Seit Januar 2021 hat der Gesetzgeber die Möglichkeiten des Arbeitgebers wesentlich eingeschränkt. Nun können die Telearbeitnehmer auf Initiative des Arbeitgebers, abgesehen von durch das ArbGB RF vorgesehenen Grundlagen, nur auf zwei zusätzlichen Grundlagen gekündigt werden, die durch Artikel 312.8 ArbGB festgelegt sind, wobei eine von den beiden Grundlagen nur für die Arbeitnehmer gilt, die ständig in Telearbeit beschäftigt sind.

  • Jeder Telearbeitnehmer kann auf Initiative des Arbeitgebers gekündigt werden, wenn er während der Ausübung seiner Arbeitsfunktion ohne triftigen Grund innerhalb von über zwei Arbeitstagen ab dem Eingang der entsprechenden Anfrage des Arbeitgebers nicht mit dem Arbeitgeber zu arbeitsbezogenen Fragen kommuniziert (mit Ausnahme von Fällen, in denen eine längere Frist für die Interaktion mit den Arbeitgeber durch das Verfahren zur Interaktion zwischen dem Arbeitgeber und Arbeitnehmer vorgesehen ist). 

  

Bei der Kündigung auf dieser Grundlage ist zu beachten, dass der Gesetzgeber die Kündigung des Arbeitnehmers nur erlaubt, wenn er mit dem Arbeitgeber innerhalb der festgelegten Frist ohne triftigen Grund nicht kommuniziert hat. Obwohl das nicht ausdrücklich durch Artikel 312.8 ArbGB RF vorgesehen ist, sind bei der Kündigung auf dieser Grundlage die Fristen und Verfahren zur Anwendung von Disziplinarmaßnahmen einzuhalten, die durch Artikel 192 und 193 ArbGB RF festgelegt sind. Vor allem muss der Arbeitgeber gemäß durch Artikel 192 und 193 vorgesehenen Fristen und Verfahren die Gründe feststellen, aus denen der Arbeitnehmer mit dem Arbeitgeber nicht kommuniziert hat, und bewerten, ob sie als triftig gelten.
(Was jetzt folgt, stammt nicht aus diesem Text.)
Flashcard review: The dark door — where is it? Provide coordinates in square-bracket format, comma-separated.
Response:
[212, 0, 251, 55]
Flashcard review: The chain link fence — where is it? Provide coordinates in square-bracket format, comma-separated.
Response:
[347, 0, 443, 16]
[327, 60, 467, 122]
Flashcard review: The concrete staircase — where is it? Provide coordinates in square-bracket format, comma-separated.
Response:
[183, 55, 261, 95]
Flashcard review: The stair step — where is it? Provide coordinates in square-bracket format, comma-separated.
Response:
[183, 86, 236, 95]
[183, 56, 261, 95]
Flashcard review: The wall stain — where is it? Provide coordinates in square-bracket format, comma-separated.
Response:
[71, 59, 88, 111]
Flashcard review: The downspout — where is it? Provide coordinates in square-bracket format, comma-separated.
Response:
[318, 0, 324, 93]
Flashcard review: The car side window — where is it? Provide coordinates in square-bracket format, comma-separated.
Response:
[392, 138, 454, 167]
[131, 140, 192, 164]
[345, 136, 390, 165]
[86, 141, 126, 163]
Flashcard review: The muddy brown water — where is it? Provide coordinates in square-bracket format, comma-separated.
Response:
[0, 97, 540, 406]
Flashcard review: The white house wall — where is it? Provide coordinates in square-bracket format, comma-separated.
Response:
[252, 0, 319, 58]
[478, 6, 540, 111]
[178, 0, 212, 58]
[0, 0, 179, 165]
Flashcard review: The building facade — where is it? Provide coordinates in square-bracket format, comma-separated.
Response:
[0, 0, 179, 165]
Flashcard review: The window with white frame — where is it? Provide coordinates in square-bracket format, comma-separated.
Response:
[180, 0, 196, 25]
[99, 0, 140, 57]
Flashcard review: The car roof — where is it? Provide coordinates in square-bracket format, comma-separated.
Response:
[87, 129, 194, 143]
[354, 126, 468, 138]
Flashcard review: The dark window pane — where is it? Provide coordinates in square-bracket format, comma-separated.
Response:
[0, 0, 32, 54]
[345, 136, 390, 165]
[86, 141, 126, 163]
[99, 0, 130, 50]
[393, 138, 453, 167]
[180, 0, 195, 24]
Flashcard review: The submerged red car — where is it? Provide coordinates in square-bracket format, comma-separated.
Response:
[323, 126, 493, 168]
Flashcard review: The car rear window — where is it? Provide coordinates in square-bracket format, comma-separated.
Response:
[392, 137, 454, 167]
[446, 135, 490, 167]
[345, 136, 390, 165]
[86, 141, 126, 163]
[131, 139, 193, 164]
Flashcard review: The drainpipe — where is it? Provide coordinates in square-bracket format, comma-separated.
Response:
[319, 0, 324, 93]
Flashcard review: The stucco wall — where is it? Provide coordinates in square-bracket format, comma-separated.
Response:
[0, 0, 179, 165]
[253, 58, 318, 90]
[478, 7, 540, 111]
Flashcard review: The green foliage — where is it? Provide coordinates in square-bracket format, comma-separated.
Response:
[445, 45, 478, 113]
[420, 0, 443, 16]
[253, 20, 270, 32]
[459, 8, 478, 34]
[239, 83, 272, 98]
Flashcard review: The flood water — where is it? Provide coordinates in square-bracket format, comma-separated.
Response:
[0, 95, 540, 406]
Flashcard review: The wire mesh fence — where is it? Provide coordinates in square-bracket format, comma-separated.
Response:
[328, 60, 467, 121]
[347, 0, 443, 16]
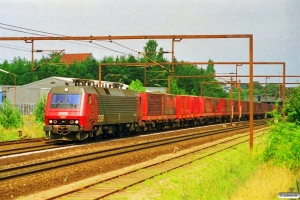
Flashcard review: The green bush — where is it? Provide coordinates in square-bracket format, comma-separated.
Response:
[284, 86, 300, 124]
[0, 99, 24, 129]
[264, 121, 300, 169]
[33, 94, 46, 123]
[128, 79, 146, 92]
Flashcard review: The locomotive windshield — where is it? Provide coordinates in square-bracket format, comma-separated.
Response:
[50, 94, 80, 108]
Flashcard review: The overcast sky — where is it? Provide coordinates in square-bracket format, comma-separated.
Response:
[0, 0, 300, 82]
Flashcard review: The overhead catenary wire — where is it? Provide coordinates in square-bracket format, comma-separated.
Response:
[110, 40, 170, 72]
[0, 23, 123, 54]
[0, 22, 158, 61]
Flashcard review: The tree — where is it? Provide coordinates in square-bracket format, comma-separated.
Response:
[0, 99, 24, 128]
[34, 94, 46, 122]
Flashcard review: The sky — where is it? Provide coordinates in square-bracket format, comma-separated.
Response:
[0, 0, 300, 83]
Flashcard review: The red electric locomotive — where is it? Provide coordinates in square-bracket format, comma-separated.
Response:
[44, 81, 273, 140]
[44, 86, 141, 140]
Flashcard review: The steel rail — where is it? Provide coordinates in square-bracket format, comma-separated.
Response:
[0, 138, 49, 146]
[0, 144, 74, 157]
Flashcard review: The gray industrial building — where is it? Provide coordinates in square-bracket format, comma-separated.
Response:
[6, 76, 132, 104]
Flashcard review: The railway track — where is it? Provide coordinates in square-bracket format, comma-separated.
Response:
[47, 126, 270, 200]
[0, 142, 74, 157]
[0, 120, 265, 181]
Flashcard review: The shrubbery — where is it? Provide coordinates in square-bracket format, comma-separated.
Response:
[0, 100, 24, 129]
[284, 86, 300, 125]
[264, 91, 300, 169]
[264, 121, 300, 169]
[33, 94, 46, 123]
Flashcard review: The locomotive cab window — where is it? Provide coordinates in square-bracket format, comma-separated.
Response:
[88, 94, 92, 103]
[50, 94, 80, 108]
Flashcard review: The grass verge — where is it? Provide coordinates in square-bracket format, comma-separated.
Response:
[112, 132, 295, 199]
[0, 115, 45, 141]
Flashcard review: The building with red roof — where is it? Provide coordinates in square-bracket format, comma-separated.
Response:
[60, 53, 93, 66]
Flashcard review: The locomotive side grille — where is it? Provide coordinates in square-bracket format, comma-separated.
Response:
[98, 95, 136, 115]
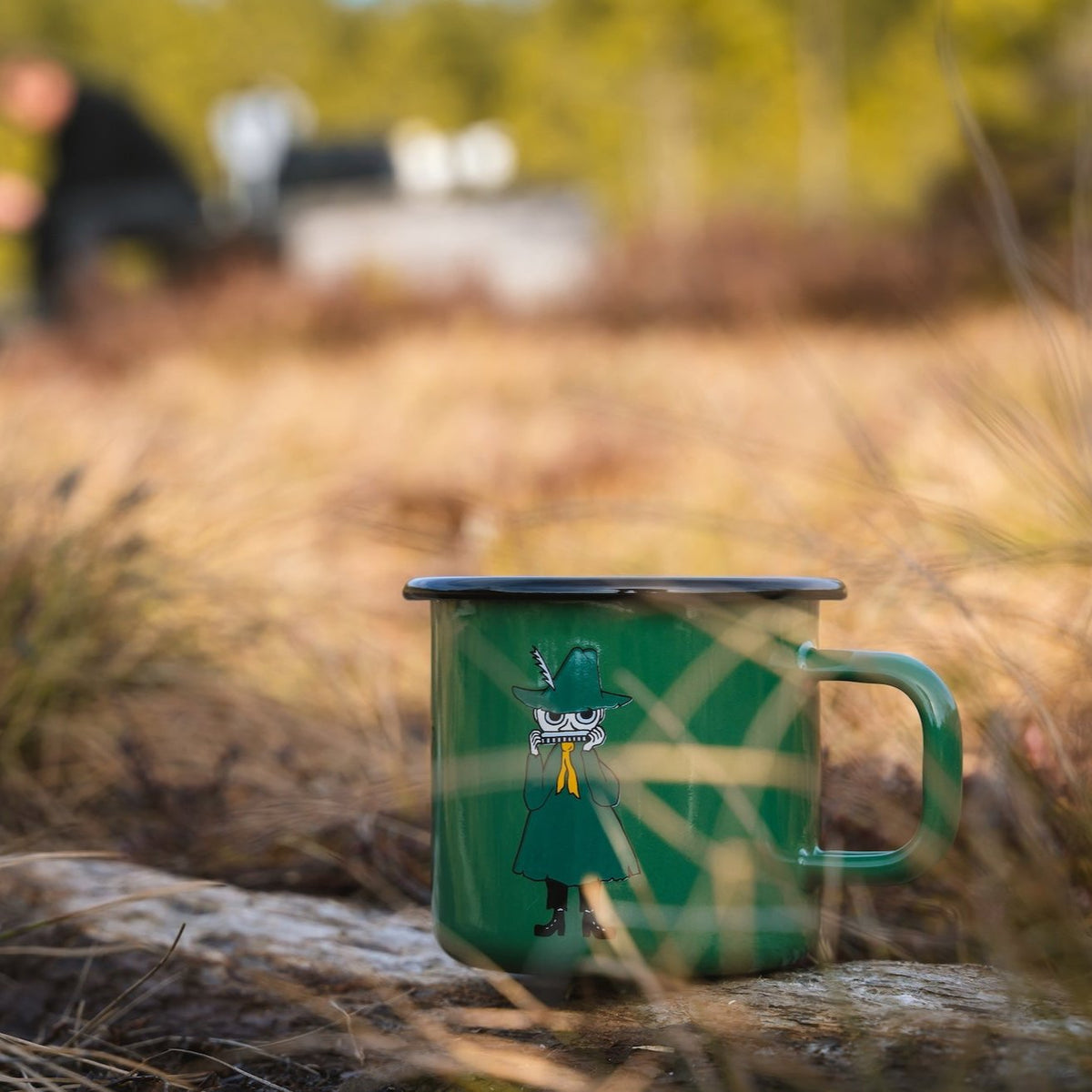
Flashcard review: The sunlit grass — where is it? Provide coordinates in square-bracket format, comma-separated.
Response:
[0, 297, 1092, 1087]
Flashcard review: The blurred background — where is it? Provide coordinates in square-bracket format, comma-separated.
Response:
[0, 0, 1092, 1039]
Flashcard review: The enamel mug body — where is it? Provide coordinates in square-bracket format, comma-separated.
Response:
[405, 577, 962, 976]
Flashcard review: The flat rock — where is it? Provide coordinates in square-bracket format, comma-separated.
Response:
[0, 857, 1092, 1092]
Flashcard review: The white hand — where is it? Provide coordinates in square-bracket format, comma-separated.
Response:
[584, 724, 607, 750]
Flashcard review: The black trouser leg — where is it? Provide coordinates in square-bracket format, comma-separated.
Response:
[546, 877, 568, 910]
[580, 884, 613, 940]
[535, 877, 569, 937]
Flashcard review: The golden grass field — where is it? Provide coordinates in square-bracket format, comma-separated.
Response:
[0, 295, 1092, 1087]
[0, 301, 1092, 821]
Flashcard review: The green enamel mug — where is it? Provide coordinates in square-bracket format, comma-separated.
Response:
[404, 577, 962, 976]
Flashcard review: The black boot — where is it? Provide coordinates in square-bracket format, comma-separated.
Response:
[580, 910, 613, 940]
[535, 906, 568, 937]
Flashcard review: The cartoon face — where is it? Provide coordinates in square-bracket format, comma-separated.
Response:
[535, 709, 606, 737]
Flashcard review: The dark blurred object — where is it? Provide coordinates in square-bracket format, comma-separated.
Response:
[0, 54, 202, 318]
[279, 138, 394, 196]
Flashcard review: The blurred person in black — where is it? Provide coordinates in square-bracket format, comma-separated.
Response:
[0, 51, 201, 318]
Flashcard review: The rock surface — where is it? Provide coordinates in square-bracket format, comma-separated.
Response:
[0, 858, 1092, 1092]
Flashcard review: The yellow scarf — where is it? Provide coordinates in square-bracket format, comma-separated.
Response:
[557, 743, 580, 796]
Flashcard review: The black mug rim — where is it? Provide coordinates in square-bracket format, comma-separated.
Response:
[402, 577, 846, 600]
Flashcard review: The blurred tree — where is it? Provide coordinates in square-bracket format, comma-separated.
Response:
[0, 0, 1092, 295]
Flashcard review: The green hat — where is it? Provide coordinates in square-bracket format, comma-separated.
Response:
[512, 649, 633, 713]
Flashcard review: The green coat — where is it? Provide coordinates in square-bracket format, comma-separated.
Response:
[512, 743, 641, 886]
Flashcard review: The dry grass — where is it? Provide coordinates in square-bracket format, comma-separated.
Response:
[0, 297, 1092, 1087]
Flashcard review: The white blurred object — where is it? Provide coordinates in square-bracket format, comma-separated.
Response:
[451, 121, 519, 192]
[208, 82, 315, 219]
[391, 119, 519, 197]
[389, 119, 457, 197]
[283, 191, 601, 312]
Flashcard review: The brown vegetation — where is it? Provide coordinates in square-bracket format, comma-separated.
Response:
[0, 289, 1092, 1092]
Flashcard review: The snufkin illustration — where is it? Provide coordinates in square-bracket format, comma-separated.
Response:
[512, 648, 641, 940]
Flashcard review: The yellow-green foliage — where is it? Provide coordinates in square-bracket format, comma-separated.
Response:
[0, 0, 1090, 226]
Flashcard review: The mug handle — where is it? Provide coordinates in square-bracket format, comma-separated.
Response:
[797, 641, 963, 884]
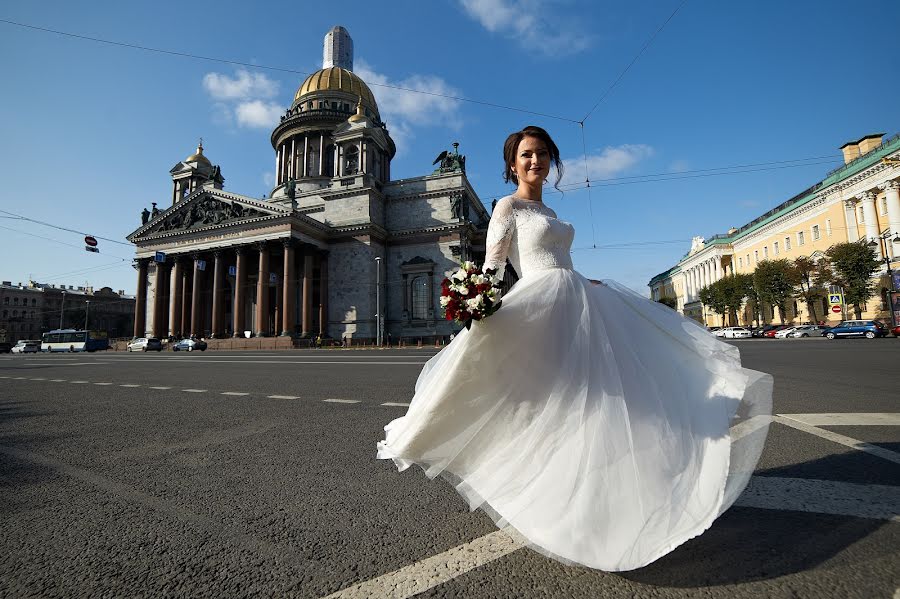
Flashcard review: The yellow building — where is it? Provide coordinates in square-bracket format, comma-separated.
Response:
[648, 134, 900, 326]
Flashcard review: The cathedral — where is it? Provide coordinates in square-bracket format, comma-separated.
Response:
[127, 27, 489, 343]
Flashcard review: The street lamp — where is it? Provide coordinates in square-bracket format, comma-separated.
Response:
[375, 256, 381, 347]
[869, 231, 900, 328]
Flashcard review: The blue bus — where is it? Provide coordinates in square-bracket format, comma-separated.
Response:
[41, 329, 109, 352]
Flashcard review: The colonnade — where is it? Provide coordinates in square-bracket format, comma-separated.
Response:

  • Der Arbeitnehmer, der seine Arbeitsfunktionen ständig in Telearbeit ausübt, kann auf Initiative des Arbeitgebers gekündigt werden, wenn der Arbeitnehmer den Ort der Ausübung seiner Arbeitsfunktionen ändert, unter der Bedingung, dass das zur Unmöglichkeit der Erfüllung der Verpflichtungen des Arbeitnehmers aus dem Arbeitsvertrag zu vorherigen Bedingungen führt.

 

Unserer Ansicht nach kann zur Auslegung des Begriffs „Ort" Absatz 3, Punkt 16, Erlass Nr. 2 des Plenums des Obersten Gerichts der Russischen Föderation vom 17. März 2004 angewendet werden: „Unter einem anderen Ort ist ein Territorium außerhalb der administrativ-territorialen Grenzen des entsprechenden Ortes zu verstehen". Da der Arbeitgeber keine abschließende Liste der Fälle der rechtmäßigen Kündigungen auf dieser Grundlage festlegt, ist die Anwendbarkeit dieses Artikels in jedem Einzelfall unter Berücksichtigung aller Sachverhalte zu prüfen.  

 

Wenn die Bekanntmachung des Arbeitnehmers mit der Anordnung des Arbeitgebers über die Beendigung des Arbeitsvertrags in Form eines elektronischen Dokuments erfolgt, ist der Arbeitgeber verpflichtet, innerhalb von drei Arbeitstagen ab dem Erlass der genannten Anordnung eine ordnungsgemäße Kopie dieser Anordnung in Papierform per Einschreiben mit Rückschein an den Telearbeitnehmer zu senden (Artikel 312.8 ArbGB RF). Wir empfehlen auch, dem Einschreiben ein Inhaltsverzeichnis unter Angabe des Titels, der Nummer und des Datums des versendeten Dokuments beizufügen. Dieses Inhaltsverzeichnis mit Unterschrift eines Mitarbeiters und Stempel der Post wird im Falle einer Streitigkeit nachweisen, dass dem ehemaligen Arbeitnehmer die Anordnung über seine Kündigung und nicht ein anderes Dokument versendet wurde.

 

Zusammenfassend sind bei der Analyse des Kapitels 49.1 ArbGB RF folgende Aspekte zu betonen:

  • Es erscheint zweckmäßig, interne Vorschriften zur Regulierung der Telearbeit im Unternehmen einzuführen;
  • Nach dem Ende der Pandemie, wenn die Parteien des Arbeitsvertrags sich für die ständige, vorübergehende oder zeitweise Telearbeit entscheiden, wird der Abschluss entsprechender Zusatzvereinbarungen in Übereinstimmung mit der neuen Fassung von Kapitel 49.1 ArbGB RF erforderlich sein;
  • Da zu neuen zusätzlichen Kündigungsgrundlagen für Telearbeitnehmer noch keine Rechtsprechung besteht, ist zur Vermeidung der Wiedereinstellung des gekündigten Arbeitnehmers in jedem Einzelfall eine ausführliche Analyse der Situation und der Möglichkeit der Anwendung der entsprechenden Norm unter Berücksichtigung der Auslegung der verwandten Artikel des ArbGB RF notwendig.